The sources of Rainey's outrage are manifold. Mainly, though, it gets down to Reynolds being one of the more egregious personalities to survive the decline and fall of the American television newsroom -- right when her station has pink-slipped 95 presumably more high-minded members of the news staff.

For Rainey, Reynolds is "the Medusa-haired, wailing siren who epitomizes the noxious celebrification of what we once called news."

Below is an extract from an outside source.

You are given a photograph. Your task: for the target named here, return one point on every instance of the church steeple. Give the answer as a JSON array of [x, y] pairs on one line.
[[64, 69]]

In some ways Reynolds, whose most important hobbies seem to be pet adoption and losing weight, is a perfect target for those who mourn the fact that TV news has become the intellectual equivalent of beach volleyball. Good Day L.A.'s Web site tells you all we need to know about the zeitgeist. Ads for luxury cars vie for attention next to ones inviting people who are about to lose their homes to refinance their mortgages. Today, for editorial copy, the site's  "Hot Stories" include links to these breaking stories: "Was Obama Looking at Girl at G8?", "Nudists Attempt Skinny Dip World Record" and "Jackson Casket Maker Stays in Shadows."

Rainey sees Reynolds as an example of what's wrong with television news, but I would say she's not the cause of the great decline, only a symptom. People don't lose interest in watching news stories about complex and important issues because an anchor chews gum on the set or wears too much eye makeup. She's there because they want her - she's the Elvira of the Information Age.

If it's true that a people get the government they deserve, then perhaps also we get the news we deserve -- and the entertainers who perform it.